DATE: THURSDAY, April 8, 1993                   TAG: 9304080370
SECTION: NEIGHBORS                    PAGE: S-20   EDITION: METRO 
SOURCE: STEPHEN FOSTER STAFF WRITER
DATELINE:                                 LENGTH: Medium


STRIKING OUT ON HER OWN WAS `A BIG TASTE OF REALITY'

A year after Debra Napier established Master Security Co., a financial brokerage firm, she's still waiting for the big money to start rolling in.

But most of the money Napier's made - about $10,000 through commissions on loans acquired from lenders for small businesses - she's reinvested in her company.

Napier's had to augment her income by working part time out of her home as a loan officer handling residential loans - "bread-and-butter loans" - for a Portsmouth mortgage firm.

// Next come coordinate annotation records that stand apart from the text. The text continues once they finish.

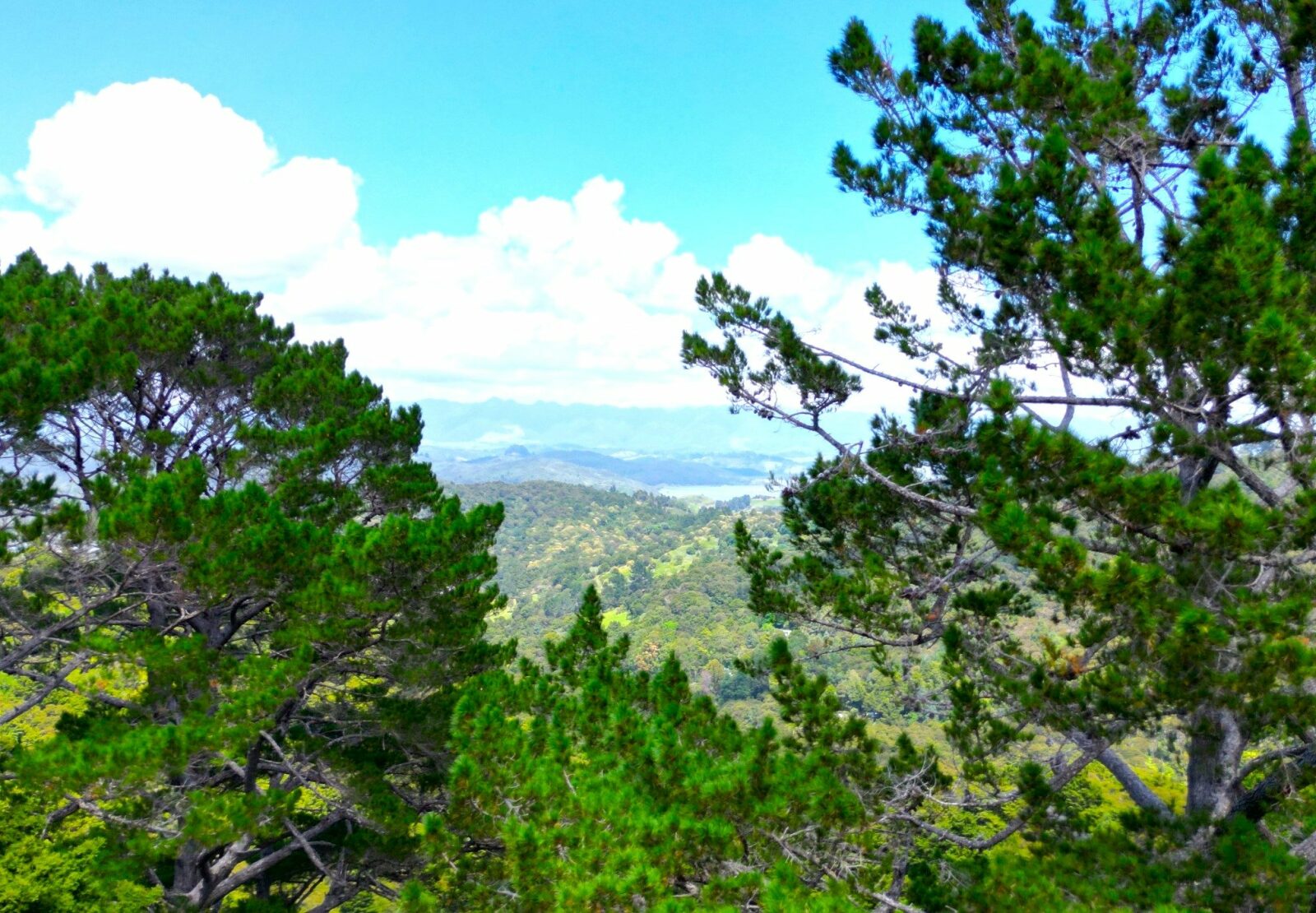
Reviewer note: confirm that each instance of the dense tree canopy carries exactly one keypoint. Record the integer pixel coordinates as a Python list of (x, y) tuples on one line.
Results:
[(1124, 228), (221, 550)]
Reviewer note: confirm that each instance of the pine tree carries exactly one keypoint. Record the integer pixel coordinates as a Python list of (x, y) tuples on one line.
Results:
[(1114, 239), (221, 549)]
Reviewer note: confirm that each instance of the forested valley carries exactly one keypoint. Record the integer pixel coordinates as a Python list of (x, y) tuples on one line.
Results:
[(1039, 640)]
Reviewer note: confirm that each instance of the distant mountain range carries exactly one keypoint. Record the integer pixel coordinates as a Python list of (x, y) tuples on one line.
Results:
[(614, 447), (688, 432)]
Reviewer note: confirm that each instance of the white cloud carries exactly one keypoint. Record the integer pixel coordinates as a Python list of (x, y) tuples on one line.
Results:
[(565, 300), (155, 171)]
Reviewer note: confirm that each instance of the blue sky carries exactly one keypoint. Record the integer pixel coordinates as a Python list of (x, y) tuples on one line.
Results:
[(717, 116), (500, 199)]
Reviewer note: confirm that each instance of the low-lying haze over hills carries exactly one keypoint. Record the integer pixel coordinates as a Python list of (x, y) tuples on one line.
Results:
[(612, 447)]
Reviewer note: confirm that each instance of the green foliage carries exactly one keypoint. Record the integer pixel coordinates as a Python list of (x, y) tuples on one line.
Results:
[(592, 786), (1111, 236), (249, 604)]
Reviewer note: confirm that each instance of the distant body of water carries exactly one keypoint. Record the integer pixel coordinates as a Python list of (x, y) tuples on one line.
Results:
[(717, 492)]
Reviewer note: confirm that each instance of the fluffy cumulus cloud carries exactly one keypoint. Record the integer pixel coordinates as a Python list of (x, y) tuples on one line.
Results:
[(565, 300)]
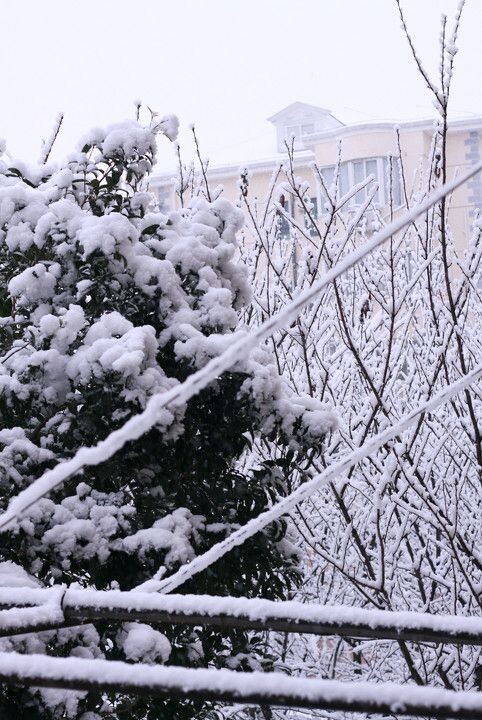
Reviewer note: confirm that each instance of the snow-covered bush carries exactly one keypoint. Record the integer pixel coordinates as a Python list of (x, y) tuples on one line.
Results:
[(402, 531), (105, 301)]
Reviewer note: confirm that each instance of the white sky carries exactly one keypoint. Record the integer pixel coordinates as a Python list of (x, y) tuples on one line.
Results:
[(224, 64)]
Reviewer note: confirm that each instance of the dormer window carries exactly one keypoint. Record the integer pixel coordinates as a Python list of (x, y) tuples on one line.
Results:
[(299, 131)]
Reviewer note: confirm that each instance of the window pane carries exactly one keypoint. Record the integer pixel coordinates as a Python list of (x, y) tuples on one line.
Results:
[(343, 180), (282, 222), (392, 181), (358, 176), (372, 169), (327, 174), (292, 130), (314, 214)]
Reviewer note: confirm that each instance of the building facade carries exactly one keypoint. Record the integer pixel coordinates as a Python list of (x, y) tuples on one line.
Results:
[(364, 150)]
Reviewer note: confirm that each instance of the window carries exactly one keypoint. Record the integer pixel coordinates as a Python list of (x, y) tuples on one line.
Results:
[(299, 130), (386, 175), (282, 222), (314, 214)]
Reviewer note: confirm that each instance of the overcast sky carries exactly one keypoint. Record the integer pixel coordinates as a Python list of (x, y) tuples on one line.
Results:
[(225, 65)]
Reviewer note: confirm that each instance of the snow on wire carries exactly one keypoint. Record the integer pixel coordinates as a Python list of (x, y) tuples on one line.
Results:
[(141, 423), (272, 688)]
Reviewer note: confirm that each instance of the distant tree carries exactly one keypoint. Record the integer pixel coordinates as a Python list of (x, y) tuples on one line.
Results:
[(104, 302), (402, 530)]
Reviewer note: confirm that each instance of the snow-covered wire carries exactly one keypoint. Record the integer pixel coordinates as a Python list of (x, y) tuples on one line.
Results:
[(239, 349), (238, 537)]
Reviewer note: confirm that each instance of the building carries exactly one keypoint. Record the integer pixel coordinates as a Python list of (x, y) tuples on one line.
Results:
[(365, 147)]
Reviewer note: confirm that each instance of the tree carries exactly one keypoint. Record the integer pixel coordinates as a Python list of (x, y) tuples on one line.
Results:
[(402, 531), (106, 301)]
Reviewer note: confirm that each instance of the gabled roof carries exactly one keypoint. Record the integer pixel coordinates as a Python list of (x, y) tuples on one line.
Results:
[(298, 107)]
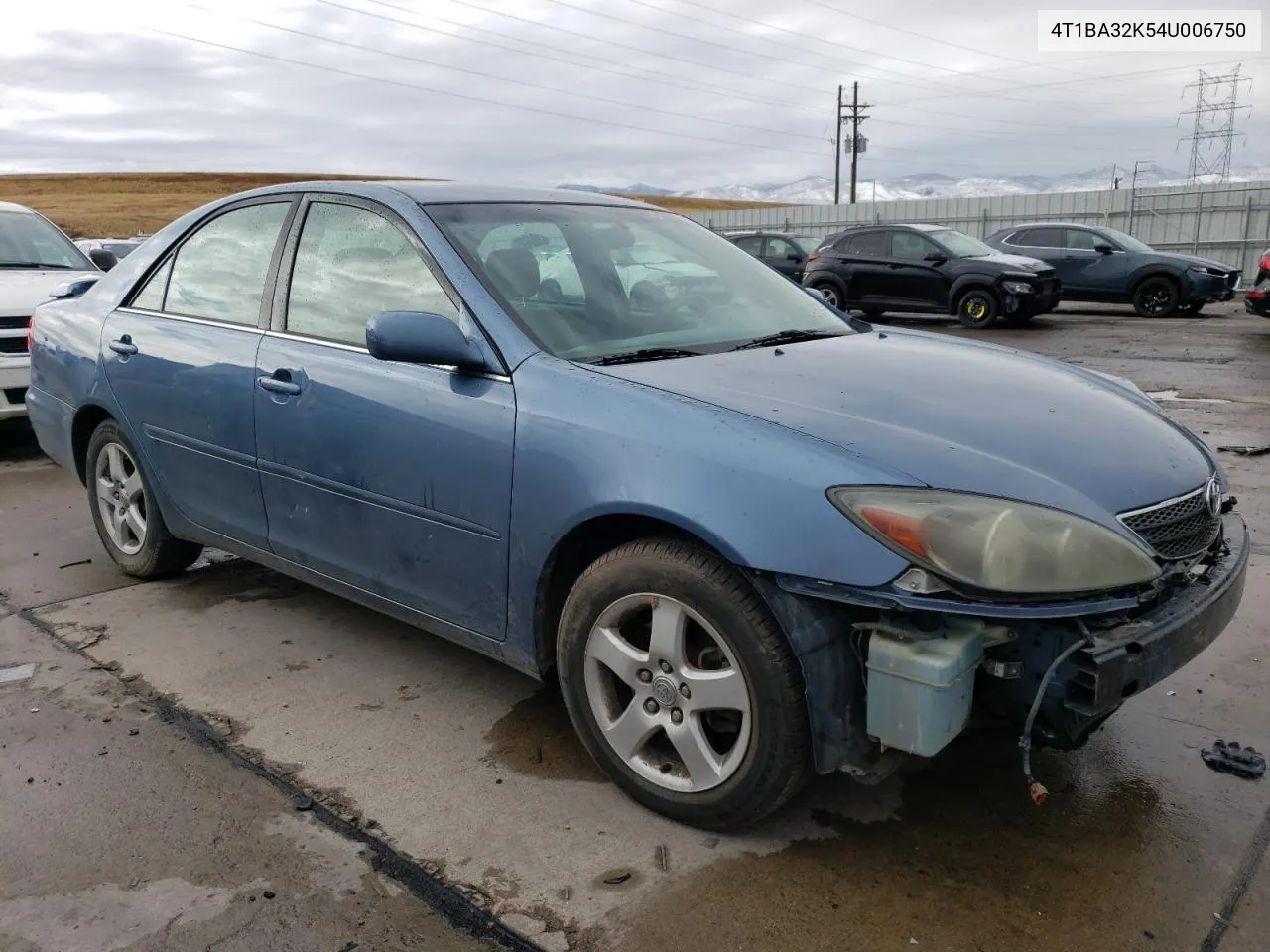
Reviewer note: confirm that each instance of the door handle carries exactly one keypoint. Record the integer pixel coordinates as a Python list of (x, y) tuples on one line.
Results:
[(276, 385), (123, 345)]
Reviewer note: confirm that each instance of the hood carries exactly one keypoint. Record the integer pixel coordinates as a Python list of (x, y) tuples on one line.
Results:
[(956, 416), (22, 290), (1020, 263)]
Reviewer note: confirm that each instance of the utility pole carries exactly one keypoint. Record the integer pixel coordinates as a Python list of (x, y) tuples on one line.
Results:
[(837, 150), (855, 113), (1214, 123)]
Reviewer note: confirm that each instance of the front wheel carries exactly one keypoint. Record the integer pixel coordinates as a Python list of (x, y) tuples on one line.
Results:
[(125, 513), (978, 308), (829, 291), (1156, 298), (683, 687)]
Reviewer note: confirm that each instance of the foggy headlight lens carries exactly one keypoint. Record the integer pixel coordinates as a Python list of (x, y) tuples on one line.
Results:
[(996, 543)]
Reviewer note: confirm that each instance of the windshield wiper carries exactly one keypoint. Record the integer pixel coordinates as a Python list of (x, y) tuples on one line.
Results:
[(786, 336), (648, 353)]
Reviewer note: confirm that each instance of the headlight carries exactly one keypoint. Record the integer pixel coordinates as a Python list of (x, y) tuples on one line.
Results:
[(997, 544)]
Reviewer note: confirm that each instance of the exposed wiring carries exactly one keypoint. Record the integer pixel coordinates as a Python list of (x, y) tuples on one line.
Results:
[(1037, 789)]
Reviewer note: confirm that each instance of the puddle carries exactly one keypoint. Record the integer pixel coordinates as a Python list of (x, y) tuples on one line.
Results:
[(536, 738), (333, 862), (1105, 861), (108, 916)]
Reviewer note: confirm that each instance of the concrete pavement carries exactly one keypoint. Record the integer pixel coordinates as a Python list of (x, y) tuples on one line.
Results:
[(472, 771)]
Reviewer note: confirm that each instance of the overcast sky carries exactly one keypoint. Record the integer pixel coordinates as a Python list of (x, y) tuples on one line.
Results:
[(672, 93)]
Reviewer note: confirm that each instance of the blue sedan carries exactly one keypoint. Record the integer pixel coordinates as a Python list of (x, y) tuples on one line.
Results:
[(752, 537)]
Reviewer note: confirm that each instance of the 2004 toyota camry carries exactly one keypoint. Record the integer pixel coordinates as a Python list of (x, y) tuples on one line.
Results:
[(752, 537)]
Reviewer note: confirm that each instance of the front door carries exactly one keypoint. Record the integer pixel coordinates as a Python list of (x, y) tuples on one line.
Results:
[(391, 477), (181, 361)]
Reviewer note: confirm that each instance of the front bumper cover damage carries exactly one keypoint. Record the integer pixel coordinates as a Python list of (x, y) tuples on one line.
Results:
[(1137, 640)]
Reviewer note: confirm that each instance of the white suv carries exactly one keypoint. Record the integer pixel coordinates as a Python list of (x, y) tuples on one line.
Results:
[(35, 258)]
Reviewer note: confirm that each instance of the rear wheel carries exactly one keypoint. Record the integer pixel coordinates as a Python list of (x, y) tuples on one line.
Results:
[(1156, 298), (127, 520), (683, 687), (978, 308)]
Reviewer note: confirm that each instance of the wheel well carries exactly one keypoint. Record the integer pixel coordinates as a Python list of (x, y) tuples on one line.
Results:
[(86, 420), (579, 547)]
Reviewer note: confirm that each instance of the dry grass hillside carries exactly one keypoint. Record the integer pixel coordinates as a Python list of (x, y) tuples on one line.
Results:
[(117, 204)]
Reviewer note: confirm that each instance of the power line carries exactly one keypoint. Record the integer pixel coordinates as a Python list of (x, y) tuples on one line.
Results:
[(470, 98), (377, 51), (1214, 122)]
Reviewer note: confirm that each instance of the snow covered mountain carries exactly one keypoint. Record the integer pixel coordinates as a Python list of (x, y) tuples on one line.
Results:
[(818, 188)]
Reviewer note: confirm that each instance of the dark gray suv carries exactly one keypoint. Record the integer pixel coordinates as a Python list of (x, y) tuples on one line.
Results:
[(1106, 266)]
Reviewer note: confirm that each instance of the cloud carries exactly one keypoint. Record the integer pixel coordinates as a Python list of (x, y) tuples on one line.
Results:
[(540, 91)]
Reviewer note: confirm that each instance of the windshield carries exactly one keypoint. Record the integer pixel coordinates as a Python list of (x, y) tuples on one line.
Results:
[(589, 282), (960, 245), (30, 241), (1127, 241)]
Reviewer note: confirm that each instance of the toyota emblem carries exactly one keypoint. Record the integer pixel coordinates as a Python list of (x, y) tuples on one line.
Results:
[(1213, 497)]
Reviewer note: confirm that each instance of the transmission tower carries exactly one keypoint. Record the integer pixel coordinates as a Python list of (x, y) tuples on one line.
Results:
[(1216, 102)]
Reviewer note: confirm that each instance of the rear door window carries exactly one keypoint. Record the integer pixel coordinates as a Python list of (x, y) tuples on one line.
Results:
[(352, 264), (220, 272)]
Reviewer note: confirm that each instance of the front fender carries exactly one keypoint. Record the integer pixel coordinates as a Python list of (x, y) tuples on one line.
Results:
[(590, 444)]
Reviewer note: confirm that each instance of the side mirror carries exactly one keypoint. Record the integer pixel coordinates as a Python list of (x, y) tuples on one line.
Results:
[(416, 336), (103, 259), (72, 289)]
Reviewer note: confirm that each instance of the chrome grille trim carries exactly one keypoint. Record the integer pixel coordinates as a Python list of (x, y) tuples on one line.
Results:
[(1175, 529)]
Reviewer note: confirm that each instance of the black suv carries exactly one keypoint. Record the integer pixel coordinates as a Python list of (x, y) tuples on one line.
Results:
[(926, 268), (1110, 267), (780, 252)]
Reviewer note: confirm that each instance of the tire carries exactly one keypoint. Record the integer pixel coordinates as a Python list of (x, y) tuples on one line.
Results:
[(744, 763), (1156, 296), (830, 291), (978, 308), (127, 520)]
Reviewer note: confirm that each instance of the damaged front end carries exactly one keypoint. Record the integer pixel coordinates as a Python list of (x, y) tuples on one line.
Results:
[(899, 667)]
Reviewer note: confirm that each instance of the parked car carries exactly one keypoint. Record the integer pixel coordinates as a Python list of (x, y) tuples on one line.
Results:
[(752, 539), (1106, 266), (1257, 298), (780, 252), (35, 258), (119, 248), (929, 270)]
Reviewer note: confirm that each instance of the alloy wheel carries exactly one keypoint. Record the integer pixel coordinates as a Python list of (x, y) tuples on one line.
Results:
[(667, 693), (121, 498)]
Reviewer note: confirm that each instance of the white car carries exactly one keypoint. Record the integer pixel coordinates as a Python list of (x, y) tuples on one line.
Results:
[(35, 258)]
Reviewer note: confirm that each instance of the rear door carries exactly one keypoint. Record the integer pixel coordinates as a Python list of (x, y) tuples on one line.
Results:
[(784, 255), (1089, 272), (391, 477), (181, 361)]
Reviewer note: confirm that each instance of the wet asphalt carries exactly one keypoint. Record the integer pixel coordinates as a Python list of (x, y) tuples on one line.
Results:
[(470, 775)]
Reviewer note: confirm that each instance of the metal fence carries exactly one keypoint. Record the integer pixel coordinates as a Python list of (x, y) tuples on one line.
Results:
[(1227, 222)]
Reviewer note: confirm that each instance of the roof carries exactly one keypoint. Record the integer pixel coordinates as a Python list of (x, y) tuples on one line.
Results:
[(454, 193)]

The past year was "definitely a big taste of reality," she said. Still, "I don't think you could drag me out of this field."

Napier runs the brokerage by herself. She says she works six days a week, sometimes 12 hours a day.

In her small, windowless office in the back of the Peters Creek Plaza building, she is surrounded by hundreds of forms, flyers and brochures, packets of information and stacks of newsletters she puts out quarterly. She bought a computer for the business, and admits she doesn't always have the time to immediately answer the phone while she's entering data.

Many of those calls come from out of state. Napier's sights are set nationwide, and she advertises in the Wall Street Journal and the Atlanta Small Business Journal.

But the local market's been hard to penetrate, she said.

"I have to get out there and meet people," she explained. The key to what she perceives as a more conservative business environment in the Roanoke Valley is talking to people - networking. Her out-of-state clients work with her over the phone and by fax.

"Each call is different," she said. Clients call her looking for money for all sorts of reasons: to expand, restructure their debt, or acquire real estate or venture capital.

Napier tries to work primarily with people who've owned small businesses five years or less, a time when the rate of failure is greatest.

"The start-up person does not have the capital - I know myself," she said. So they come to her looking for help.

By no means, though, can she satisfy every client. "By the time [a proposal] goes to the lender, we've done our homework. We put it through the rigmarole.

"The hardest thing is turning people down," she said. "But I absolutely have to.

"I've had clients call me and talk to me for hours about everything but financing - their life stories," she said. "Some guy wanted to borrow money to make his payroll."

Napier works on a commission basis that depends on the size of the loan she gets a lender to make to a client. That might range from 3 percent of a $50,000 loan acquired to one-quarter percent of a million-dollar loan.

And those earnings are cut if she works with other brokers to close the deal, or with the International Alliance of Financial Counselors, based in Boulder, Colo., which helped give Napier her start in the business.

Business hasn't exactly been booming in her first year, when she completed three deals, said. Napier's working on four more that she says show promise, but commercial deals can take six months or several years to complete.

For now, she's struggling some.

"I know all about business failures and why they fail," Napier admits. However, "I've always been enterprising," she said. "I'm going to stick it out."

Give her until 1994, Napier said, to start pulling in real profit. Give her until age 40 - she's 33 now - and she hopes to retire.

"I don't have a problem believing I can do that."